Through the EPIC-NSW study, Dharan and colleagues assessed these patients for seroconversions defined as a positive HIV test by either antigen, antibody or detectable HIV viral load after study enrollment. According to the study, insufficient adherence, measured by dispensing logs or participant self-report, was also assessed and tracked.

Overall, a total of 9,596 people were enrolled and started on PrEP between March 1, 2016, and April 30, 2018. Of these patients, 30 were diagnosed with HIV by March 31, 2019, with the average number of days from first dispensing PrEP to diagnosis being 409. According to the study, there was no evidence that participants who seroconverted had been sufficiently adherent to PrEP.

Study data showed that among the 11 participants with complete data on PrEP dispensing and who had seroconverted before April 30, 2018, none had been dispensed PrEP within 3 months of their HIV diagnosis.

Among the 29 who initiated taking PrEP, there were 22 (76%) with data confirming when they last took PrEP. Of these, 18 (82%) had stopped taking PrEP a month or more before their HIV diagnosis, one (5%) had presented to reinitiate PrEP after stopping and one (5%) had reinitiated PrEP but had a high-risk sexual event before completing their first week of PrEP dosing.

According to the study, the remaining two patients who were dispensed PrEP within a month of their HIV diagnosis were also not sufficiently adherent to daily PrEP one was taking PrEP on demand but not according to guidelines, and the other reported inconsistent PrEP use throughout the study because of “periods of perceived lower risk.”

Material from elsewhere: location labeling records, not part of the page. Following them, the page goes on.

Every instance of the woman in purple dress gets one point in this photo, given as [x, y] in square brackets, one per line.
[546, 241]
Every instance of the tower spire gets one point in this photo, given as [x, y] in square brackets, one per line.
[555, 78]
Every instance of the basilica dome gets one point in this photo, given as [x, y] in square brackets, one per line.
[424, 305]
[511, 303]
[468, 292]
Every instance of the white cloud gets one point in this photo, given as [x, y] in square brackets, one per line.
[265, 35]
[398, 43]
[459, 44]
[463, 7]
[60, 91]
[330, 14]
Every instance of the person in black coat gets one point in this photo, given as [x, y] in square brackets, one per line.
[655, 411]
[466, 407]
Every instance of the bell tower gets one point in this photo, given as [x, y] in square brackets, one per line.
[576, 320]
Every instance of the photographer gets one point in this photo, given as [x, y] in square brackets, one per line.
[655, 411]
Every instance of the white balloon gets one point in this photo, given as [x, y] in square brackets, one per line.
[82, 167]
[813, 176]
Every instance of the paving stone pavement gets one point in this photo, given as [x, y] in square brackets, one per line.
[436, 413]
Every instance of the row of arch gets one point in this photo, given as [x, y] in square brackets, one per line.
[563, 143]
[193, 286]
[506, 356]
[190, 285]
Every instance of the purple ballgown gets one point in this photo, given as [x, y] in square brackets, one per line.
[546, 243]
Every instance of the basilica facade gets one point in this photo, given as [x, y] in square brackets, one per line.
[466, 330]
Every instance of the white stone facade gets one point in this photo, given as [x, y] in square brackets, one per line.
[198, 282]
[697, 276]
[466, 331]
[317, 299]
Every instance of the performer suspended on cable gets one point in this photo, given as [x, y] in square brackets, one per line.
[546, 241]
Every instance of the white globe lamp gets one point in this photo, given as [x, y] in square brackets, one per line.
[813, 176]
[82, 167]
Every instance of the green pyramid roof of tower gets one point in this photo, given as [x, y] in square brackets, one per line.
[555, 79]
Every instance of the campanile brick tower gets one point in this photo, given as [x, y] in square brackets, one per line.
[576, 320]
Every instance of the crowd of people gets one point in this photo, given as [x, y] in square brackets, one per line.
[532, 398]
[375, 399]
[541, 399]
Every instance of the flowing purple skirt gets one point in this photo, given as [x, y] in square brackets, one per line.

Dharan said these findings highlight several important areas for improvement in HIV prevention.

“First, clinicians prescribing PrEP should ensure that they discuss the circumstances of their patients to identify any potential barriers to the use of PrEP. Second, they should also discuss the use of PrEP, including stopping and starting PrEP, regularly and in detail with their patients to ensure their patients understand the risks of HIV acquisition during times of perceived lower risk,” Dharan said. “Lastly, there are now new ‘demand’ regimens for taking PrEP, as well as long-acting injectable medications, which may be more suited for patients with intermittent periods of risk or difficulty remembering to take oral medications.”